En las catorce piezas que escuchará en el disco, se siente una compacta armonía estética, a la que contribuyen ante todo, la sobriedad y el buen gusto de la música y los arreglos, basados casi siempre en la combinación de voz y guitarra y, por otro lado, en ese lirismo realista (si pudiera calificarse así) de unos textos en los que el creador funde poesía y realidad siempre con la intención de comunicar algo, pues su vocación no es la de cantar  por cantar, sino la de cantar para hacernos pensar.

En términos musicales la “deuda de fe” de Jorge lo lleva a hacer un recorrido-homenaje por su propia obra.
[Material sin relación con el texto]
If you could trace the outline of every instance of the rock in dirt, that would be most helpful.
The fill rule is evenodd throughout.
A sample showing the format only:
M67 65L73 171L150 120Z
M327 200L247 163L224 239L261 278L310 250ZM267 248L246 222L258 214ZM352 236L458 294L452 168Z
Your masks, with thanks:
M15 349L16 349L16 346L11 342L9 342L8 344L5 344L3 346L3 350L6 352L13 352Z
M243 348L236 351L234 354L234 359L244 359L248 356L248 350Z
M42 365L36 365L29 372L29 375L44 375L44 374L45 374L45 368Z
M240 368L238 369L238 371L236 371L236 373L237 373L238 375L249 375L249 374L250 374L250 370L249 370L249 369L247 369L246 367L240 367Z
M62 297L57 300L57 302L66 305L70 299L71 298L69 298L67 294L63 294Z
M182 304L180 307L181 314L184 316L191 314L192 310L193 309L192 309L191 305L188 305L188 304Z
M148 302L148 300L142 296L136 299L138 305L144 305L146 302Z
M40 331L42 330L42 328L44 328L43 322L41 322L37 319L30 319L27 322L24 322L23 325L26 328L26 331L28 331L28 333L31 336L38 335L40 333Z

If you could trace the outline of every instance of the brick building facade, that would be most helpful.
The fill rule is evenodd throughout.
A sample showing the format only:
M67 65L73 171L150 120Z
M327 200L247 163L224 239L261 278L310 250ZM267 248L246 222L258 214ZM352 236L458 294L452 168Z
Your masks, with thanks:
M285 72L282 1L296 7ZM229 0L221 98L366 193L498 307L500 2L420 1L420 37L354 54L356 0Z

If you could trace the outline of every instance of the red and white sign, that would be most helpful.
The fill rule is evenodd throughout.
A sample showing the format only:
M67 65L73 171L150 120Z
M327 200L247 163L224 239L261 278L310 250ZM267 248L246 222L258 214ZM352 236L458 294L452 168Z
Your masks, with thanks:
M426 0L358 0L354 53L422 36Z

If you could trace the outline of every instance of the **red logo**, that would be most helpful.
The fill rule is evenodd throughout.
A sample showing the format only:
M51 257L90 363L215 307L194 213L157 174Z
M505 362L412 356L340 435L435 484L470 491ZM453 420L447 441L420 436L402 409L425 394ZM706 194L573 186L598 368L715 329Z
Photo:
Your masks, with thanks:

Las resonancias indiscutibles de la vieja canción trovadoresca cubana —asumida con reverencia pero con espíritu renovador degustable en dos de las piezas más exquisitas del disco,  Guárdame el beso y Como humo de café— se desarrollan luego en canciones hijas de la no menos excelsa tradición del feeling cubano —Mi deuda de fe— y avanzan hacia las sonoridades más contemporáneas, aunque ya asentadas, de la llamada nueva canción, en la que milita Jorge desde sus primeros tiempos artísticos, y nos hace sentir entonces su cercanía y comunión con músicos como el recién desaparecido Noel Nicola —de quien interpreta Es más, te perdono, la única pieza del disco que no está firmada por Jorge —, Silvio Rodríguez, Joaquín Sabina o el maestro Joan  Manuel Serrat, para quien tiene un hermoso homenaje en su Respuesta a Serrat…

Montado en esa tradición, violando unos códigos y respetando otros, pero siempre  aferrado a su estilo, Jorge García, a diferencia de otros contemporáneos suyos, iniciados como él en la nueva canción trovadoresca, no ensaya las fusiones que se han puesto de moda entre sus colegas, sino que se encierra en su mundo de guitarra, voz y poesía, para proponernos en cada canción un instante de reflexión humanista, para entregarnos un motivo  de meditación en medio de este mundo cada vez más vertiginoso, en el que la música  va del alarido al negocio, pero que, como usted comprobará cuando empiece, pero sobre todo cuando termine de oír este disco, también  resulta posible convivir con la mesura,  el buen gusto, la inteligencia y el mejor lirismo musical y poético.

Jorge García en vivo, no es propiamente una antología ni un resumen de vida: es un  recital frente al público y, asumiendo ese reto, el músico respeta las reglas de la comunicación. Pero, visto en el contexto de la trayectoria musical de Jorge, es también una antología y un resumen, y es, sobre todo, un acto de fe, sin escolástica pero con ortodoxia, en el que Jorge se inclina ante la tradición, las afinidades estéticas y humanas y, aún más, ante esa persistencia artística y vital que hacen que Jorge García sea siempre Jorge García, un músico al que le bastan sus obsesiones y su guitarra para hacernos entrar en un mundo inteligente y por momentos cáustico, incluso cuando le canta al amor. Y que existan universos permanentes como ese es de agradecer. Este disco es pues, una puerta hacia ese reducto empecinado que se llama Jorge García y sus canciones.